Bei Brechts Galilei ist nicht nur Einstein einem Dummkopf aufgesessen, sondern auch alle Deutschlehrer und deutschen Primaner, die den „Galilei“ von Brecht seit dem Krieg lesen lassen bzw. lesen.
Der Streit zwischen den absoluten Wahrheiten der Theologen des Erdballs und vieler Politideologen einerseits und der wahrscheinlichen, damit aber besserbaren und zuverlässigeren Wahrheit der Wissenschaft andererseits geht weiter.

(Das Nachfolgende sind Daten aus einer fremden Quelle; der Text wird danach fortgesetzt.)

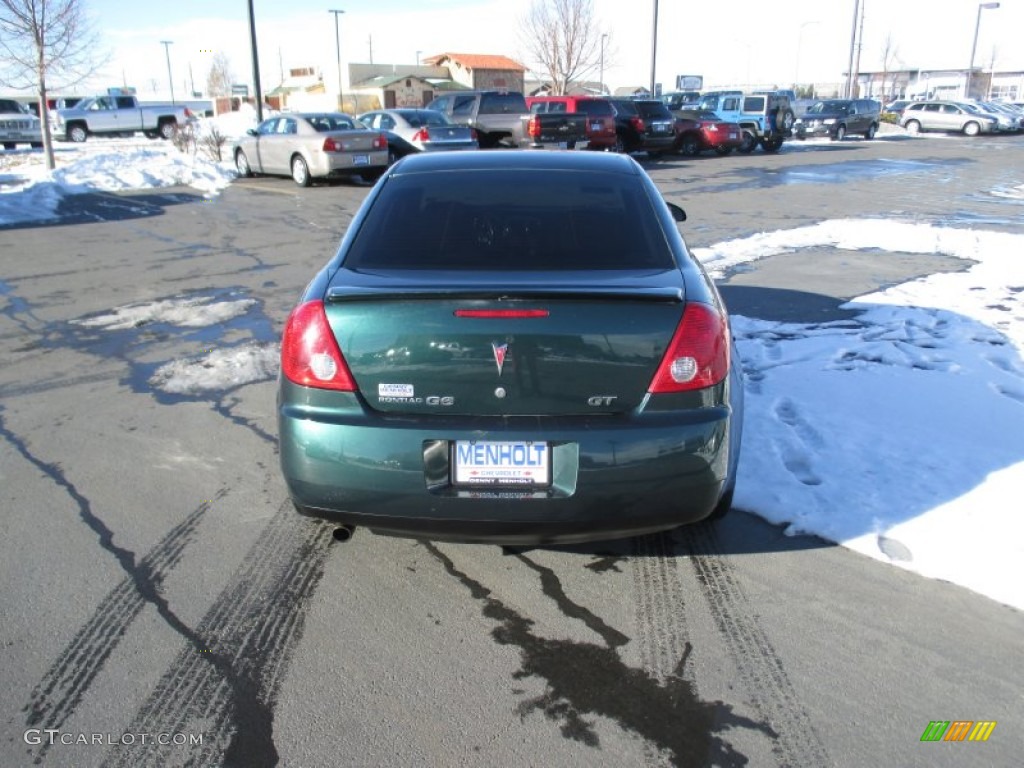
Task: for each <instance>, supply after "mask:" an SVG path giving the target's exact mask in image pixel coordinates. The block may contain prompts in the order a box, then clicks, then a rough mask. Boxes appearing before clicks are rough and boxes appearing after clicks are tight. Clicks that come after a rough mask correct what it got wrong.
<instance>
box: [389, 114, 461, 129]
mask: <svg viewBox="0 0 1024 768" xmlns="http://www.w3.org/2000/svg"><path fill="white" fill-rule="evenodd" d="M398 114H399V115H400V116H401V117H402V118H403V119H404V121H406V122H407V123H409V124H410V125H411V126H413V127H414V128H422V127H423V126H425V125H426V126H431V125H452V124H453V123H452V121H451V120H449V119H447V117H446V116H445V115H442V114H441V113H439V112H434V111H433V110H411V111H402V112H399V113H398Z"/></svg>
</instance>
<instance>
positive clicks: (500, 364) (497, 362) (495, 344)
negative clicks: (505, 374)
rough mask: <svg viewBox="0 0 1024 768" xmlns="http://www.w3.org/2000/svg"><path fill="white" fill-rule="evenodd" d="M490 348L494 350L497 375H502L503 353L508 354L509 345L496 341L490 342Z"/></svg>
mask: <svg viewBox="0 0 1024 768" xmlns="http://www.w3.org/2000/svg"><path fill="white" fill-rule="evenodd" d="M490 348H492V349H494V350H495V362H497V364H498V375H499V376H501V375H502V369H503V368H504V367H505V355H506V354H508V351H509V345H508V344H499V343H498V342H495V341H493V342H490Z"/></svg>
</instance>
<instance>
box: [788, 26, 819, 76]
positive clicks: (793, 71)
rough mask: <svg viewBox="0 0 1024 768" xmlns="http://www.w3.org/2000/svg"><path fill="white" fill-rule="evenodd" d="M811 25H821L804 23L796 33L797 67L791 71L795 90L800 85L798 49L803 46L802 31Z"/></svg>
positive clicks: (803, 36) (803, 33) (795, 67)
mask: <svg viewBox="0 0 1024 768" xmlns="http://www.w3.org/2000/svg"><path fill="white" fill-rule="evenodd" d="M812 24H821V23H820V22H817V20H814V22H804V23H803V24H802V25H800V32H799V33H797V66H796V67H795V68H794V71H793V87H794V88H796V87H797V86H798V85H800V49H801V48H802V47H803V45H804V29H805V28H807V27H810V26H811V25H812Z"/></svg>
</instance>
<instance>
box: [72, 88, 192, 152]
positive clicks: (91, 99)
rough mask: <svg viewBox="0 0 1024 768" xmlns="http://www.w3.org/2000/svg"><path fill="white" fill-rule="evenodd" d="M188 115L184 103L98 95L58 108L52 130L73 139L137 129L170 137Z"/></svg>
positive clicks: (107, 135) (163, 136)
mask: <svg viewBox="0 0 1024 768" xmlns="http://www.w3.org/2000/svg"><path fill="white" fill-rule="evenodd" d="M191 117H193V113H191V111H190V110H189V109H188V108H186V106H176V105H173V104H157V105H146V106H143V105H141V104H139V103H138V101H137V100H136V98H135V97H134V96H97V97H96V98H87V99H84V100H82V101H79V102H78V103H77V104H75V106H73V108H72V109H70V110H57V114H56V119H55V121H54V125H53V129H54V133H55V136H56V138H58V139H65V140H68V139H70V140H72V141H85V139H86V138H88V137H89V136H90V135H91V136H118V135H131V134H133V133H135V132H136V131H142V132H143V133H144V134H145V135H146V136H148V137H150V138H158V137H162V138H171V137H172V136H173V135H174V134H175V133H176V132H177V130H178V128H180V127H182V126H184V125H185V123H187V122H188V120H189V119H190V118H191Z"/></svg>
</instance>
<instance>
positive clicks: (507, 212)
mask: <svg viewBox="0 0 1024 768" xmlns="http://www.w3.org/2000/svg"><path fill="white" fill-rule="evenodd" d="M674 263H675V262H674V261H673V257H672V253H671V251H670V250H669V246H668V243H667V241H666V239H665V236H664V233H663V232H662V229H660V225H659V222H658V220H657V218H656V216H655V213H654V209H653V207H652V205H651V202H650V200H649V198H648V197H647V194H646V189H645V187H644V185H643V183H642V181H641V180H640V179H639V178H638V177H635V176H630V175H627V174H614V173H603V172H602V173H597V172H591V171H571V172H567V171H551V170H544V171H539V170H522V171H515V170H502V171H494V170H487V171H479V170H466V171H446V172H444V173H434V174H410V175H398V176H394V177H392V178H391V179H389V180H388V181H387V183H386V185H385V186H384V188H383V189H382V190H381V195H380V197H379V198H378V199H377V202H376V203H375V204H374V206H373V208H372V209H371V210H370V213H369V215H368V216H367V219H366V221H365V222H364V225H362V226H361V227H360V229H359V231H358V234H357V236H356V237H355V240H354V242H353V243H352V247H351V249H350V250H349V252H348V254H347V255H346V257H345V266H346V267H347V268H349V269H366V270H373V269H454V270H488V269H497V270H505V271H516V270H524V271H525V270H529V271H537V270H567V269H580V270H589V269H650V268H655V269H669V268H672V267H673V266H674Z"/></svg>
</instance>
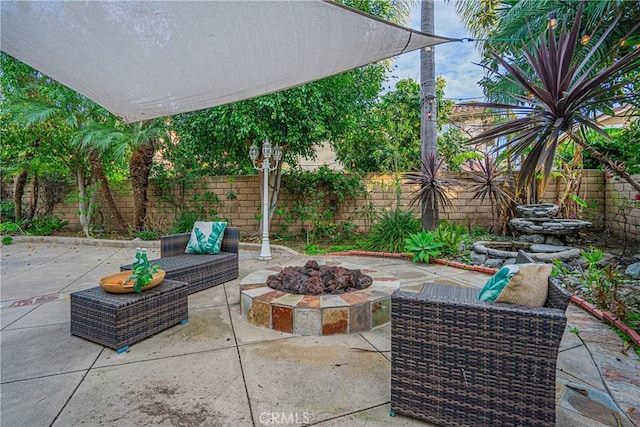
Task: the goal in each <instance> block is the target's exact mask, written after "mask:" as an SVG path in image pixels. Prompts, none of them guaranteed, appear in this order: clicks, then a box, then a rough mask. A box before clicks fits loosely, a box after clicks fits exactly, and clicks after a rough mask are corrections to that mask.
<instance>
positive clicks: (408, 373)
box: [391, 259, 570, 426]
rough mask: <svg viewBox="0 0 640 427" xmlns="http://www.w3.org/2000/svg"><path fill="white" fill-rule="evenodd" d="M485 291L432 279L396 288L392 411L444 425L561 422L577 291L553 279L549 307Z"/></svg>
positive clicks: (392, 320) (392, 352)
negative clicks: (565, 341) (559, 397)
mask: <svg viewBox="0 0 640 427" xmlns="http://www.w3.org/2000/svg"><path fill="white" fill-rule="evenodd" d="M523 261H526V259H523ZM479 292H480V290H479V289H469V288H458V287H453V286H444V285H436V284H431V285H430V284H427V285H425V286H424V288H423V289H422V291H421V292H419V293H416V292H408V291H400V290H398V291H396V292H395V293H394V294H393V295H392V297H391V311H392V321H391V355H392V362H391V411H392V414H393V413H394V412H395V413H398V414H402V415H407V416H410V417H415V418H419V419H422V420H425V421H428V422H431V423H435V424H439V425H444V426H516V425H526V426H553V425H555V391H556V388H555V387H556V381H555V380H556V359H557V355H558V348H559V345H560V340H561V338H562V335H563V333H564V329H565V324H566V320H567V319H566V316H565V313H564V312H565V309H566V307H567V305H568V304H569V299H570V294H569V293H567V292H566V291H565V290H564V289H563V288H562V287H561V286H560V285H559V284H558V283H557V282H556V280H555V279H553V278H549V294H548V297H547V301H546V304H545V306H544V307H525V306H517V305H509V304H498V303H491V302H484V301H478V300H477V296H478V294H479Z"/></svg>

Es ist beruhigend zu erleben, dass Theologen im Krankheitsfalle sich nicht mehr aufs Beten verlassen, sondern zum Arzt gehen, um sich von modernster Wissenschaft pflegen zu lassen. Auch Astrologen setzen dann nicht mehr auf ihre Sterne. Und wann übernimmt die Frankfurter Schule die Verantwortung für die Folgen der Erfindungen von Horkheimers instrumenteller Vernunft? Erinnern wir uns: Die RAF, eine Horkheimer-Blüte. Die ersten RAF-Aktionen waren zwei Kaufhausbrände in Frankfurt.
Haben Geistes- und Grenzwissenschaftler da Lücken in den Horizonten? Wie lau geht man da mit absoluten Wahrheiten um. Theologen, ein Geschlecht erfinderischer Zwerge, die für alles gemietet werden können?